7.5 Descriptive, Inferential, and Predictive Statistics

Choose the Statistic That Fits the Question

Statistics give structure to evidence. Descriptive statistics summarize what was observed; inferential statistics estimate what the data suggest about a broader population; predictive statistics estimate outcomes from one or more variables. EPPP items rarely require long calculations, but they reliably require matching a statistic to the design and variables.

Start with measurement level. Nominal variables are unordered categories (diagnosis group). Ordinal variables have rank but unequal intervals (Likert ranks). Interval variables have equal intervals but no true zero (temperature in Celsius). Ratio variables add a meaningful zero (reaction time). The statistic must respect the scale.

The mean is pulled by outliers; the median better represents skewed distributions; the mode is the most frequent value and suits nominal data. A z score expresses how far a value lies from the mean in standard-deviation units. In a normal distribution, about 68% of scores fall within +/-1 SD, 95% within +/-2 SD, and 99.7% within +/-3 SD, a fact useful for interpreting percentiles and standardized scores.

Association, Comparison, and Inferential Error

Correlation coefficients run from -1.00 to +1.00; the sign shows direction and the magnitude shows strength. A negative r means higher values on one variable accompany lower values on the other. The coefficient of determination (r-squared) gives the proportion of variance shared, so r = .50 explains only 25% of the variance. Correlation does not prove causation. Regression uses predictors to estimate a criterion, but a regression model is still limited by design, measurement error, and omitted variables; multicollinearity among predictors destabilizes the coefficients.

Group-comparison choices depend on design. An independent-samples t test compares two separate groups; a paired-samples t test compares related scores (pretest vs. posttest in the same people). ANOVA compares means across three or more groups or factors; a significant omnibus F says not all means are equal but does not identify which pairs differ, which is why post-hoc tests (Tukey, Bonferroni) follow. A factorial ANOVA also tests interactions between factors.

Inferential statistics live with error:

• Type I error (alpha) — rejecting a true null hypothesis (a false positive); alpha is conventionally set at .05.
• Type II error (beta) — failing to reject a false null hypothesis (a false negative).
• Power (1 - beta) — the probability of detecting an effect that truly exists; a common target is .80.
• Power increases with larger samples, larger true effects, lower measurement error, a larger alpha, and one-tailed tests.

Confidence intervals communicate the precision of an estimate. A 95% CI is the range that would capture the true parameter in 95% of repeated samples; a narrow interval signals precision, and a CI that excludes the null value (0 for a difference, 1 for an odds ratio) corresponds to a significant result. CIs are exam-friendly because they shift attention from a bare yes/no significance decision to the plausible range of true values. When a statistics stem feels dense, translate it: is the researcher summarizing, associating, comparing, predicting, classifying, or estimating precision?

Once the task is clear, the correct statistic is the one that respects the variable type and design.

Distributions, Assumptions, and Nonparametric Alternatives

Many inferential tests assume the data are roughly normal, that group variances are similar (homogeneity of variance), and that observations are independent. The EPPP tests recognition of when those assumptions fail and what to do.
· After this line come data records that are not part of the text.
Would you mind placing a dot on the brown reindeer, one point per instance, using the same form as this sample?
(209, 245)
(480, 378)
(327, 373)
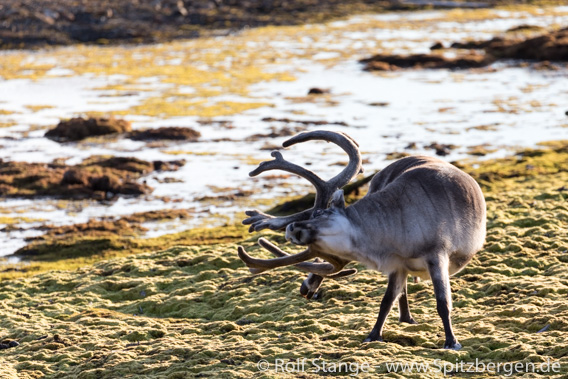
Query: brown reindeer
(421, 216)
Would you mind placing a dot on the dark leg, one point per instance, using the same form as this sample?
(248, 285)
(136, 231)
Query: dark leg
(394, 288)
(403, 308)
(438, 269)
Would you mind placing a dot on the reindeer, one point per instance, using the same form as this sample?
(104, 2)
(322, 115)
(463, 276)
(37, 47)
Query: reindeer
(421, 216)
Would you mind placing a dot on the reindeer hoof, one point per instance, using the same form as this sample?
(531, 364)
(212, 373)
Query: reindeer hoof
(454, 346)
(408, 321)
(372, 338)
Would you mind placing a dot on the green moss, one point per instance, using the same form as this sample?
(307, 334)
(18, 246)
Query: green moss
(193, 308)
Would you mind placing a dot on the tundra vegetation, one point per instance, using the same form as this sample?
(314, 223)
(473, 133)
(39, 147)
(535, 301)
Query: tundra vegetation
(98, 300)
(194, 308)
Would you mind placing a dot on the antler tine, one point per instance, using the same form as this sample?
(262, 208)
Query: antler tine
(256, 265)
(342, 140)
(323, 269)
(279, 163)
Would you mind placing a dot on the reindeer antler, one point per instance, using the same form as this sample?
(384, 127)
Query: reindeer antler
(324, 190)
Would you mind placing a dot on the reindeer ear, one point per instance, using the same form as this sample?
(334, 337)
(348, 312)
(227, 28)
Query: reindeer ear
(337, 200)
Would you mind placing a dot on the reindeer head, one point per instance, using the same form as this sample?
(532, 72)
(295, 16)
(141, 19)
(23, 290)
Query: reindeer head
(328, 230)
(318, 215)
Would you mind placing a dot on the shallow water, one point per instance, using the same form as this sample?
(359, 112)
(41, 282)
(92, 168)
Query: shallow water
(522, 106)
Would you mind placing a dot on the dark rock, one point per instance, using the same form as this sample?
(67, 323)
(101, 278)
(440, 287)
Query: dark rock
(394, 62)
(106, 183)
(165, 133)
(169, 165)
(135, 189)
(79, 128)
(525, 28)
(75, 176)
(304, 122)
(551, 46)
(126, 164)
(318, 91)
(437, 46)
(441, 149)
(411, 146)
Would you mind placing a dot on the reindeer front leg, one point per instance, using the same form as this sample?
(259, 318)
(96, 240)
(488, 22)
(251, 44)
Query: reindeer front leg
(397, 280)
(438, 269)
(403, 308)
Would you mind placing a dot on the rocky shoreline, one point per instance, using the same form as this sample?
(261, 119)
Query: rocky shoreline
(64, 22)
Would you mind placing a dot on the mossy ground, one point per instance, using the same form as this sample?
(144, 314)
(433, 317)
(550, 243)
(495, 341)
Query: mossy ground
(195, 310)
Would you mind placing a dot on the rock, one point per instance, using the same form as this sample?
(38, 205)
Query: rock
(394, 62)
(75, 176)
(318, 91)
(79, 128)
(545, 66)
(411, 146)
(441, 149)
(437, 46)
(106, 183)
(551, 46)
(135, 189)
(134, 165)
(165, 133)
(525, 28)
(380, 66)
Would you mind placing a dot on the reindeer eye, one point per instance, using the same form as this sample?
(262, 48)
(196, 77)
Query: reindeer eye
(317, 213)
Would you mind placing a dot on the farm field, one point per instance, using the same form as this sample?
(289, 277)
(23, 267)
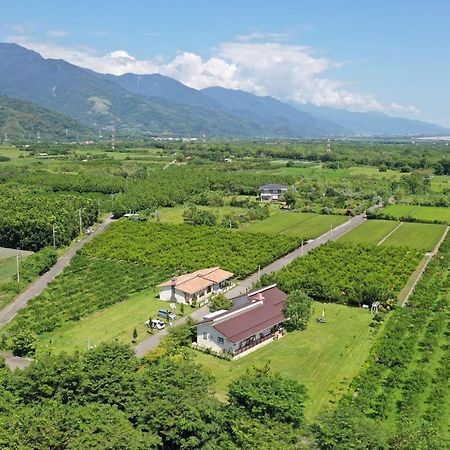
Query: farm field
(419, 212)
(370, 232)
(422, 236)
(115, 323)
(302, 225)
(324, 357)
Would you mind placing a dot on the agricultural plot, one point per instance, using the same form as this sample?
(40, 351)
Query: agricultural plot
(405, 381)
(301, 225)
(130, 257)
(115, 323)
(370, 232)
(422, 236)
(324, 357)
(428, 213)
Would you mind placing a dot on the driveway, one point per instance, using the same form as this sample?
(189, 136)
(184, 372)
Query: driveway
(41, 283)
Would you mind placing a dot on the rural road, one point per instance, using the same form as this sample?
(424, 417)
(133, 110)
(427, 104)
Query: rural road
(41, 283)
(153, 341)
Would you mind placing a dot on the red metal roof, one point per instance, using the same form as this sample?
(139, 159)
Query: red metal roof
(254, 320)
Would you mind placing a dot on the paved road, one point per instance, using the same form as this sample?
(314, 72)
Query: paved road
(41, 283)
(277, 265)
(153, 341)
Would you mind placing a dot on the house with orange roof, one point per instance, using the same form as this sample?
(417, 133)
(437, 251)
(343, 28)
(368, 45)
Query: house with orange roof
(195, 287)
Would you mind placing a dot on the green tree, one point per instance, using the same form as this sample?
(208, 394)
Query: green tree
(347, 427)
(298, 310)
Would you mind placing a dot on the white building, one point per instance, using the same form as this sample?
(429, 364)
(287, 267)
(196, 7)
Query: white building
(195, 287)
(272, 192)
(258, 318)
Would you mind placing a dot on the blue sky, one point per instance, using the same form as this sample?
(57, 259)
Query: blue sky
(373, 55)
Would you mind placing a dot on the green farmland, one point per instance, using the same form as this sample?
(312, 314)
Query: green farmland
(304, 225)
(428, 213)
(370, 232)
(421, 236)
(324, 357)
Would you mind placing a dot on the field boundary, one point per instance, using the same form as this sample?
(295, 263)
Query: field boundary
(406, 292)
(390, 233)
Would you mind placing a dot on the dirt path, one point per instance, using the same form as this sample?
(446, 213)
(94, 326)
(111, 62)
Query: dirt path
(36, 288)
(277, 265)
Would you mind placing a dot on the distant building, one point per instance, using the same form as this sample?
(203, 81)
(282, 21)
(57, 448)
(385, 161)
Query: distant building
(255, 319)
(271, 192)
(195, 287)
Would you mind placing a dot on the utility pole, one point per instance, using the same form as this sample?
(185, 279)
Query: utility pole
(17, 264)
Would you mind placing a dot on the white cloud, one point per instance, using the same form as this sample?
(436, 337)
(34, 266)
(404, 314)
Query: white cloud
(285, 71)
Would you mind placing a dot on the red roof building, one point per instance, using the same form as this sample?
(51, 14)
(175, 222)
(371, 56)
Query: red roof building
(258, 318)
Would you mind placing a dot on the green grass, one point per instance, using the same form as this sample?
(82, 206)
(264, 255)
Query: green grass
(324, 357)
(114, 323)
(422, 236)
(370, 232)
(419, 212)
(305, 225)
(8, 267)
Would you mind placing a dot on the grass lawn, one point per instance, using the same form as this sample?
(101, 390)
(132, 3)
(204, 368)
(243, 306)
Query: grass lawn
(419, 212)
(324, 357)
(370, 232)
(114, 323)
(306, 225)
(423, 236)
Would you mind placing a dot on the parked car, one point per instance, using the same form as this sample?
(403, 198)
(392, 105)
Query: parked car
(155, 323)
(167, 314)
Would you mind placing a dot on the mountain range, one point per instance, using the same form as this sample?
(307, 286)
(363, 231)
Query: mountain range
(132, 105)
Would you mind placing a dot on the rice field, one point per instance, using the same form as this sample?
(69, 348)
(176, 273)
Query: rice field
(303, 225)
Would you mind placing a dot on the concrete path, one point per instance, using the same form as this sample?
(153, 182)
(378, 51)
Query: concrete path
(36, 288)
(277, 265)
(154, 340)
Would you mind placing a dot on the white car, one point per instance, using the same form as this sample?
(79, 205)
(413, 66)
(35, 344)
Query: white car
(155, 323)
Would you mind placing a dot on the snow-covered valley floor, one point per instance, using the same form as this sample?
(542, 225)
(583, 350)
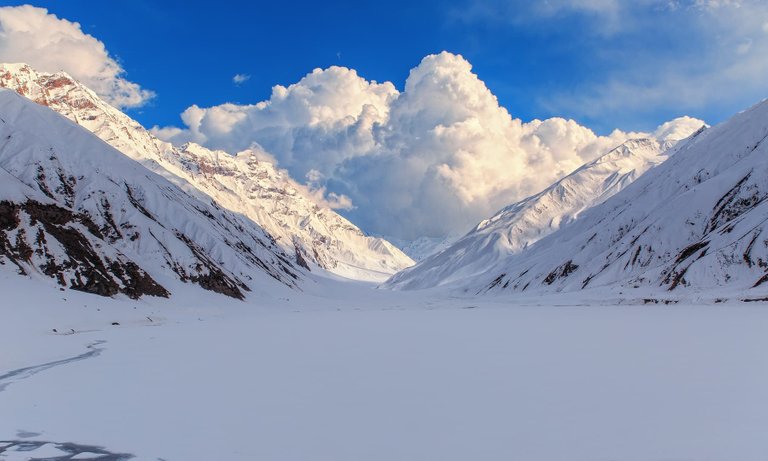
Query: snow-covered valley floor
(380, 376)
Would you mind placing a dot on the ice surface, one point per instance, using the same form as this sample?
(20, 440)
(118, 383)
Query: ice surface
(376, 375)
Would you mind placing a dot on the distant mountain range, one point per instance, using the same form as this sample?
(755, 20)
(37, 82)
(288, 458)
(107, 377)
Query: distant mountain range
(694, 221)
(91, 200)
(312, 234)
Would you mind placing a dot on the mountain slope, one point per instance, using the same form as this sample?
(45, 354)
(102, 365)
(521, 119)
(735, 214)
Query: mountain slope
(521, 224)
(74, 209)
(313, 234)
(698, 221)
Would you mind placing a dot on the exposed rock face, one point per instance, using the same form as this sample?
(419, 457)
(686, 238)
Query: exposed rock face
(76, 210)
(66, 247)
(698, 221)
(516, 227)
(313, 234)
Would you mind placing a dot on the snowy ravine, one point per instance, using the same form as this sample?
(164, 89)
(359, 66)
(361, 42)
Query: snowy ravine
(521, 224)
(78, 212)
(697, 221)
(311, 233)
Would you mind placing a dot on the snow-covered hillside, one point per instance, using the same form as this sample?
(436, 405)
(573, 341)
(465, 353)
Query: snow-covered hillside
(698, 220)
(313, 234)
(521, 224)
(76, 210)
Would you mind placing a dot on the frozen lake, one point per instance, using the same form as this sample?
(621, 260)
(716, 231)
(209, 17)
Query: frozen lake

Skew describes asymmetry: in a positively (right) skewed distribution the long tail points to the high end and the mean exceeds the median (income is the classic example); in a negatively (left) skewed distribution the mean falls below the median. Kurtosis describes peakedness.

When distributions are badly skewed, are ordinal, or have small samples, parametric tests can mislead, and a nonparametric alternative is preferred:

Nonparametric tests use ranks rather than raw values, so they are robust to outliers and do not assume normality, but they generally have somewhat lower power when parametric assumptions actually hold. The exam-ready rule: scale and distribution drive the choice. Categorical outcomes point to chi-square or logistic regression; continuous, normal outcomes point to t tests, ANOVA, or linear regression; ordinal or skewed data point to the rank-based alternatives above.

Statistical significance is not effect magnitude. A result with p = .049 is barely below the .05 threshold and says only that the data are unlikely under the null hypothesis; it does not say the effect is large or important. A p value also depends heavily on sample size, so with thousands of participants a trivial difference can be "significant." This is exactly why the next section pairs significance with effect size and clinical significance. A further trap is misinterpreting a non-significant result as proof of no effect; absence of evidence is not evidence of absence, especially when power is low.

When a statistics stem offers an option that overstates a p value ("this proves the treatment works") alongside a measured option ("the difference is statistically significant but the effect is small"), the measured, magnitude-aware option is almost always the credited answer.